Gorbachov tuvo el poder absoluto. Y prefirió desarmar a la URSS que continuar acumulando bombas atómicas. Y decidió renunciar, contra sus convicciones patrióticas, al imperio soviético antes que convertirse en un genocida cuando se sintió acorralado. Pensaba que la vida humana es siempre más importante que el imperio de tu país. En realidad hacía exactamente lo mismo que Winston Churchill respecto al imperio británico. Sabía renunciar a tiempo. Gorbachov no fue un político romántico ni un soñador como algunos quieren presentarlo ahora para ridiculizarle. No necesitaba exhibir su masculinidad para creer en ella. Ni se avergonzaba cuando decían que era poco hombre o un perfecto calzonazos con su esposa Raísa Gorbachova, la chica más bonita de la facultad de Derecho. La mala educación de los demás le impresionaba más bien poco. Gorbachov simplemente sabía hasta dónde estaba dispuesto a participar en política. Y prefirió dejar el poder antes de perder el sentido común. Porque creía en los valores europeos y occidentales más que en los asiáticos. Por eso hizo exactamente lo contrario que Deng Xiaoping y nunca protagonizó una masacre como la de Tiananmén.

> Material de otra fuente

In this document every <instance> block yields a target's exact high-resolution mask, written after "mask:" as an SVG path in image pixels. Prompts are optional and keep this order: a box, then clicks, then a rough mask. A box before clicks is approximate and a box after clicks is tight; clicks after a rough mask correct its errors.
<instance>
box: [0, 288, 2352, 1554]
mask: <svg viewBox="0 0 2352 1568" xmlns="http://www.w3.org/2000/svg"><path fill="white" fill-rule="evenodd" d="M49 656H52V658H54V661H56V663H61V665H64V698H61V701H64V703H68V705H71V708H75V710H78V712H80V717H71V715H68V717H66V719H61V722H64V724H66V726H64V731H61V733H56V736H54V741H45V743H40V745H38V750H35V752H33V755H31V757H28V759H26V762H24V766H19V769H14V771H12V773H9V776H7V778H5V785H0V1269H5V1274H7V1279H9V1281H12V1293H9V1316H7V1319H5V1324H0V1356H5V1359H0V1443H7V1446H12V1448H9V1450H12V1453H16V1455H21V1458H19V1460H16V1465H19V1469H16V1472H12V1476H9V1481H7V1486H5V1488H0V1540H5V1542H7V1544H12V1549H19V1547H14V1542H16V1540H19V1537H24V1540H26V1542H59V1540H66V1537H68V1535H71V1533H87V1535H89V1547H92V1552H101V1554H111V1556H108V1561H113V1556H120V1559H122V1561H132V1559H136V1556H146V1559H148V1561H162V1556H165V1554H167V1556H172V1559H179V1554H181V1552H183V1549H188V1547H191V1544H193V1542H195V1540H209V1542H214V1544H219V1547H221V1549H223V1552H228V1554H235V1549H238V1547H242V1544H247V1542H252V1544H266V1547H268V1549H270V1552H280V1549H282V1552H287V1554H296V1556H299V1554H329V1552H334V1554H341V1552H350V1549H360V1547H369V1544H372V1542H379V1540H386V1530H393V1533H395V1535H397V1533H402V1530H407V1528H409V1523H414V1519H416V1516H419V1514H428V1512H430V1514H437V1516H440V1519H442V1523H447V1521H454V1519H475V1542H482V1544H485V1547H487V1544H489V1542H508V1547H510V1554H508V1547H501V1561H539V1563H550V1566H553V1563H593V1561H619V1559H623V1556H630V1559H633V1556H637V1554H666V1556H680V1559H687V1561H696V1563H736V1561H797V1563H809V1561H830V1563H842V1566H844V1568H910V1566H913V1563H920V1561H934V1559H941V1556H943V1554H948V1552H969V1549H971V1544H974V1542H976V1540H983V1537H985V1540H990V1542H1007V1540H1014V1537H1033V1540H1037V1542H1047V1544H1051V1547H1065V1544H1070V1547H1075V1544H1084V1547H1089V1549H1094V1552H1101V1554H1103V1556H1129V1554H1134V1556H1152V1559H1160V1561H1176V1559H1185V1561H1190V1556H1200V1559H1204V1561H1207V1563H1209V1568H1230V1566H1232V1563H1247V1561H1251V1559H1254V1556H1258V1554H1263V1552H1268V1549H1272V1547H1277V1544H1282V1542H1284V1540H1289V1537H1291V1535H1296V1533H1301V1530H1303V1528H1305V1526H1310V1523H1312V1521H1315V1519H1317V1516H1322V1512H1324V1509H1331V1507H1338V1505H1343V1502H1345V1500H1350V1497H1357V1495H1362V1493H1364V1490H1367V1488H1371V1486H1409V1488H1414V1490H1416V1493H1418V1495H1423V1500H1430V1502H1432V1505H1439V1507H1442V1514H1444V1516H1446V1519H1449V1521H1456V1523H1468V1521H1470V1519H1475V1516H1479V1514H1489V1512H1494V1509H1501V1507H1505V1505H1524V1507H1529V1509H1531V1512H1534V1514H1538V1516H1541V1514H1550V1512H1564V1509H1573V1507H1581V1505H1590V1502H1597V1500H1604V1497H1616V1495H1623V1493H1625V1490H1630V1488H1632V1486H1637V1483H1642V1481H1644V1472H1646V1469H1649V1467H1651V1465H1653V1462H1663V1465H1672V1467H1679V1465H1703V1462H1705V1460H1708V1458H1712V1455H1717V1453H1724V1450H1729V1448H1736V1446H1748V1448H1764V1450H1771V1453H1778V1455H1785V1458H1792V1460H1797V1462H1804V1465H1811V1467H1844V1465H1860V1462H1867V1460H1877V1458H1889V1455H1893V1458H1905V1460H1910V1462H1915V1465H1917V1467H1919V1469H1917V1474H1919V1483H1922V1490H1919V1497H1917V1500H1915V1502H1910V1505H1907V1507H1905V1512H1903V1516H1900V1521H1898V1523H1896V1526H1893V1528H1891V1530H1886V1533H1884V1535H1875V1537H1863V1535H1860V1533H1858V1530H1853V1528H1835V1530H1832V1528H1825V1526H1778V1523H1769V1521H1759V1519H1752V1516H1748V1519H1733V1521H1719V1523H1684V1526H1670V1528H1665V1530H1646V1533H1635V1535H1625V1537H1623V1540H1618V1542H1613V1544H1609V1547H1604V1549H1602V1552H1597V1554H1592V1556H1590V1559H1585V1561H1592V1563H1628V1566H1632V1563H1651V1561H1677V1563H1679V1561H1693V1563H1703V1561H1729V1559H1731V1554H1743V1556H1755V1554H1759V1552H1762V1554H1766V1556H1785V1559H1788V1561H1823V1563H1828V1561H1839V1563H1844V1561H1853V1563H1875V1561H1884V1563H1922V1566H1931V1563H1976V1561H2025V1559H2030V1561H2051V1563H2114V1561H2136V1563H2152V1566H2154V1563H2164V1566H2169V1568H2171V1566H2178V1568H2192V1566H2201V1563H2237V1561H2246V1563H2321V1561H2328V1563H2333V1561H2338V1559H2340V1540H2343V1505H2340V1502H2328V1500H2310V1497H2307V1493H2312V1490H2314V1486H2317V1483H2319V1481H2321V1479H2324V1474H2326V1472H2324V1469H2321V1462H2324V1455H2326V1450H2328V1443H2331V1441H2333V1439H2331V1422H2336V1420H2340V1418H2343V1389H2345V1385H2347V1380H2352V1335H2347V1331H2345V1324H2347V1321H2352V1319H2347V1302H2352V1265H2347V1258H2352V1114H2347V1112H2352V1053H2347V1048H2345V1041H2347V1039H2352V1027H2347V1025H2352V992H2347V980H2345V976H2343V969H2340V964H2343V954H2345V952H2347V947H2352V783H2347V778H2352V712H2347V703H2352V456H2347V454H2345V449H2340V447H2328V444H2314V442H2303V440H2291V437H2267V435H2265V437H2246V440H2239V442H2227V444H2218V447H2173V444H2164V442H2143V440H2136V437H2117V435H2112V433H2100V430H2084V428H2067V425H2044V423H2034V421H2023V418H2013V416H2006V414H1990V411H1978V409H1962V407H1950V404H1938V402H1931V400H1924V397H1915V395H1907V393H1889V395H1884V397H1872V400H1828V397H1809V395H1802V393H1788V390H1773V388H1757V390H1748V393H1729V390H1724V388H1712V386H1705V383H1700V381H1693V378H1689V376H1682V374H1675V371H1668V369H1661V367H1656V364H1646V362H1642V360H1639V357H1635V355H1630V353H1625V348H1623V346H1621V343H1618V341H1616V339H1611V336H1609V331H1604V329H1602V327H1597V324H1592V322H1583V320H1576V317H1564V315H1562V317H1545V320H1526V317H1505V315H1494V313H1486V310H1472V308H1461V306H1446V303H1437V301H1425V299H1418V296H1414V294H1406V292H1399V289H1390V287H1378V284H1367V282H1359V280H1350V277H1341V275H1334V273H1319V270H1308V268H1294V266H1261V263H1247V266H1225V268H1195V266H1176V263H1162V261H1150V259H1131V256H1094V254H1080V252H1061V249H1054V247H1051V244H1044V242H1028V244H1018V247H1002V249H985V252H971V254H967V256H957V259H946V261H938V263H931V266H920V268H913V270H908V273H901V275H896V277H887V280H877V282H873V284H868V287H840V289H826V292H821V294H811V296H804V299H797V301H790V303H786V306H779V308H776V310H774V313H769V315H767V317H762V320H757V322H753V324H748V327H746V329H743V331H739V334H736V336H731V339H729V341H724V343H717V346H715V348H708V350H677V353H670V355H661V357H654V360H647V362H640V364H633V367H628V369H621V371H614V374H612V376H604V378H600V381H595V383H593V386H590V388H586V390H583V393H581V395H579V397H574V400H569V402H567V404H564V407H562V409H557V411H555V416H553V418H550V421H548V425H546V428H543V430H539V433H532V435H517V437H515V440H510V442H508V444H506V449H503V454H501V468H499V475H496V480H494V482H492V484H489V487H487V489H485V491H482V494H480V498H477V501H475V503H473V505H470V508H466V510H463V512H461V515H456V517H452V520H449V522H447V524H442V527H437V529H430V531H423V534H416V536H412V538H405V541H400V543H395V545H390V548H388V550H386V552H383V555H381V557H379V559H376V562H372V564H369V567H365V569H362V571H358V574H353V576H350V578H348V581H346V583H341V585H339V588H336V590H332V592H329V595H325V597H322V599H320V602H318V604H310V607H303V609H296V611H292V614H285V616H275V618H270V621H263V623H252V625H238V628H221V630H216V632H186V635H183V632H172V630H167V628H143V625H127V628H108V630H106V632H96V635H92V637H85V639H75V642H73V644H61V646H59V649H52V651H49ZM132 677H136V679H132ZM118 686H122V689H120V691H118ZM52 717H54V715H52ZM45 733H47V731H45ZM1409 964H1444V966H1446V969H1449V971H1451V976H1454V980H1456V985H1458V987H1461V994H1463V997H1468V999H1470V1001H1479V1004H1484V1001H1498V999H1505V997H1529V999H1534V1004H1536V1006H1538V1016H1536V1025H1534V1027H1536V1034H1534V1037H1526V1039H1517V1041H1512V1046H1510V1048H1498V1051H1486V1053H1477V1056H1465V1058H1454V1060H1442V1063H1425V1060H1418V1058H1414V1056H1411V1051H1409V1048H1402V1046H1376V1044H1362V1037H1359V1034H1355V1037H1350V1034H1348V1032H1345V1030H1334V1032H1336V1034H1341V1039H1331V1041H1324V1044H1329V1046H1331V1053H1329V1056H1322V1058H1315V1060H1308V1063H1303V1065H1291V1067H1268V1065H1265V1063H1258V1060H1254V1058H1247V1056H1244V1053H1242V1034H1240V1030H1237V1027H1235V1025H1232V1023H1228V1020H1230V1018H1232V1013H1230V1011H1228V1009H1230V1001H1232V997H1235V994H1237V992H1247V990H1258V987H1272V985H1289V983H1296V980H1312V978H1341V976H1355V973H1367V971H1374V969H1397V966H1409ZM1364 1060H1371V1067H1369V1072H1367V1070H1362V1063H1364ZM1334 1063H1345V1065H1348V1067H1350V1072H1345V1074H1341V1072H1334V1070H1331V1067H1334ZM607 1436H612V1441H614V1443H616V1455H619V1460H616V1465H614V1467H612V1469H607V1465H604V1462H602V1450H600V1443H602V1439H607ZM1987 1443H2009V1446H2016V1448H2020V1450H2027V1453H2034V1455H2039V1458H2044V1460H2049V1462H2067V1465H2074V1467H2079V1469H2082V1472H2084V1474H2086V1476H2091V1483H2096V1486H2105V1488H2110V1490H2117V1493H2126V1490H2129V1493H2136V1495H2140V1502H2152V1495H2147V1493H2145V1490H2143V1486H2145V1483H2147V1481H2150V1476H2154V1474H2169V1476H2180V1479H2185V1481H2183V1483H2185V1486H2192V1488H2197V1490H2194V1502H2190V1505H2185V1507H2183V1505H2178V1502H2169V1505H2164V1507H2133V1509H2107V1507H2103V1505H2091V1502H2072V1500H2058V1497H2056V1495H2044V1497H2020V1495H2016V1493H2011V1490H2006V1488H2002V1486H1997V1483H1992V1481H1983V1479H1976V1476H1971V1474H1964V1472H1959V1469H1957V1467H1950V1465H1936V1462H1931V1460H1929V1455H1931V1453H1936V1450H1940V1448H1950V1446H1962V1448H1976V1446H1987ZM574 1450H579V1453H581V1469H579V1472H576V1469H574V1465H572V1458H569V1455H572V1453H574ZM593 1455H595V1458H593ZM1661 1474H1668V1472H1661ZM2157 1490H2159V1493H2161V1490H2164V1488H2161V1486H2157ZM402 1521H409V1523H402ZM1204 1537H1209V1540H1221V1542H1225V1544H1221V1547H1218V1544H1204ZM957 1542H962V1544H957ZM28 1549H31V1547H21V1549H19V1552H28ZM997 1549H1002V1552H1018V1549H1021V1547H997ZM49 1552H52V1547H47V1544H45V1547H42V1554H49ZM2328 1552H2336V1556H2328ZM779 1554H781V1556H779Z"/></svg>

En cierta ocasión, poco antes de su muerte, le preguntaron si era preferible la libertad o la seguridad de la dictadura. Se quedó unos segundos pensativo. Y es que Gorbachov no se precipitaba. Además, llevaba dentro a su literatura rusa, que no había leído para pasar el rato. Se sabía muchos poemas de memoria. Y sabía también lo que querían decir esos poemas. Llevaba toda la literatura en su interior porque la comprendía, porque formaba parte de su vida íntima. Porque a través de la literatura lo veía todo mucho más claro. Porque había entendido que la literatura no es un dogma sino una forma de convivir con la complejidad del mundo, con la contradicción. Con la dificultad del mundo, con la diversidad. La literatura le servía para vivir. Y para reírse, para relativizar. A diferencia de la mayoría de los políticos y ciudadanos que nacen, crecen, se reproducen y mueren sin leer ni entender los libros, sin literatura, Gorbachov creía en el poder edificante de la lectura. Creía que la palabra te cura. Que la literatura está muy por encima de cualquier ideología, incluido el socialismo en el que él creía.
¿Qué es mejor, le volvieron a preguntar, la libertad o la seguridad? Gorbachov se removió, incómodo, en su asiento. “No te responderé yo, sino un auténtico demócrata”, dijo por fin, desafiante. Y fue entonces cuando le brillaron los ojos, cuando se quitó la rabia de dentro. Porque se puso a recitar un trozo del poema de Pushkin, el poema Para Chaadaíev, y se sintió de nuevo a gusto, exactamente en el lado de la historia donde quería estar:
“...Mientras en nuestro interior arda la libertad,
mientras en nuestros corazones esté latiendo el fuego del honor,
amigo mío, dediquemos esas llamas a la patria...
Porque su tan duro esfuerzo no será en vano,
ni se perderá la elevada aspiración de los pensamientos.
Rusia se despertará del letargo
y nuestros nombres quedarán inscritos
por encima de los escombros de la autocracia.”